2001-05-25 Thread Tim Brody
> On Thu, 24 May 2001, Tim Brody wrote (about my proposed 2nd criterion for
> evaluation of an eprint archive, which was: 2) its suitability for
> yielding citation data [an 'impact-ranking' criterion?]):
>
> [tb]> One might also add the facility to export "hit" data, as an
> [tb]> alternative criterion (or any other raw statistical data?).
>
> What kind of raw statistical data might be most useful, in the future, for
> 'impact-ranking'?

Perhaps the beginning of the answer lies in what can be measured, then what
can be measured accurately, and lastly what is useful to users.

The first part is (in no particular order): hits, citations, authors,
institutions, countries, dates, and sizes, ...?

> At the arXiv archive, one section of the FAQ section (under Miscellaneous)
> addresses the question: "Why don't you release statistics about paper
> retrieval?".  (See: http://xxx.lanl.gov/help/faq/statfaq).
>
> The short answer provided is: "Such 'statistics' are difficult to assess
> for a variety of reasons".  The longer answer also includes the comments
> that:
> [*snip* accentuates faddishness]
> And,
> [*snip* big brother is watching]

> Thought-provoking comments?

I would say there are better reasons than the two you chose, some of which
mentioned by arXiv. For example, no system administrator would appreciate
someone downloading a paper 1000 times just to up their hits!
Also, as pointed out by arXiv, knowing how little one's research is read or
cited could put a researcher off arXiving all together.
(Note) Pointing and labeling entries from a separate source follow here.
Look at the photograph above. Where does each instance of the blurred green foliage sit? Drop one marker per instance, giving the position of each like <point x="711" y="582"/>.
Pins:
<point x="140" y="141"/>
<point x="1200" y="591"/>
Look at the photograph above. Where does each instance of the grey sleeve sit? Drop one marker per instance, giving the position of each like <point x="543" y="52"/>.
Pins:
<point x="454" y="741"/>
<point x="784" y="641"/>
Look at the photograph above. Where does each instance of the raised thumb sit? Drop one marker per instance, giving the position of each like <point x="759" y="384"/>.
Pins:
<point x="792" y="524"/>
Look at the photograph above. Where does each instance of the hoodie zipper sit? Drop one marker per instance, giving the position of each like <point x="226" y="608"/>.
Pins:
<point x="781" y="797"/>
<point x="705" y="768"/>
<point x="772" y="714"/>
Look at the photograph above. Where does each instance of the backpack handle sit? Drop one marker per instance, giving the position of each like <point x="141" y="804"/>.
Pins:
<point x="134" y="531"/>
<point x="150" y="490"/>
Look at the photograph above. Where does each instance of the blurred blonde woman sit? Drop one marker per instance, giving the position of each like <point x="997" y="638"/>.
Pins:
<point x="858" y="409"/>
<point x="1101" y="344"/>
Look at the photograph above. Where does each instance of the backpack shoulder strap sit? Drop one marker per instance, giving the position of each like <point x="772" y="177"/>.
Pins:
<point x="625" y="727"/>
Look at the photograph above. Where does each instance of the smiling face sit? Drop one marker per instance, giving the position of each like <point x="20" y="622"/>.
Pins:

(I provide an example of such statistics from cite-base, but leave it to the
user to decide whether they are useful or not)

All the best,
Tim Brody


Big Brother and Digitometrics

2001-05-25 Thread Stevan Harnad
On Fri, 25 May 2001, Jim Till wrote:

> At the arXiv archive, one section of the FAQ section (under Miscellaneous)
> addresses the question: "Why don't you release statistics about paper
> retrieval?".  (See: http://xxx.lanl.gov/help/faq/statfaq).
>
> The short answer provided is: "Such 'statistics' are difficult to assess
> for a variety of reasons".

So are citation statistics. So?

> "It could be argued perhaps correctly that statistics may provide some
> useful information at least on the relative popularity of submissions,
> since the distributed access and other factors may be subsumable into some
> overall scale factor. But even this information is ambiguous in many
> cases, and publicizing, even when accurate, could merely accentuate
> faddishness in fields already excessively faddish".

Correct. So?

> "Most significantly, however, there is a strong philosophic reason for not
> publicizing (or even saving) these statistics. When one browses in a
> library it is very important (in fact legislated) that big brother is not
> watching through a camera mounted on the wall; for the benefit of readers
> it is very important to maintain in every way possible this sense of
> freedom from monitoring in the electronic realm".

Hit rates do not monitor WHO is hitting X, just HOW MANY are hitting X.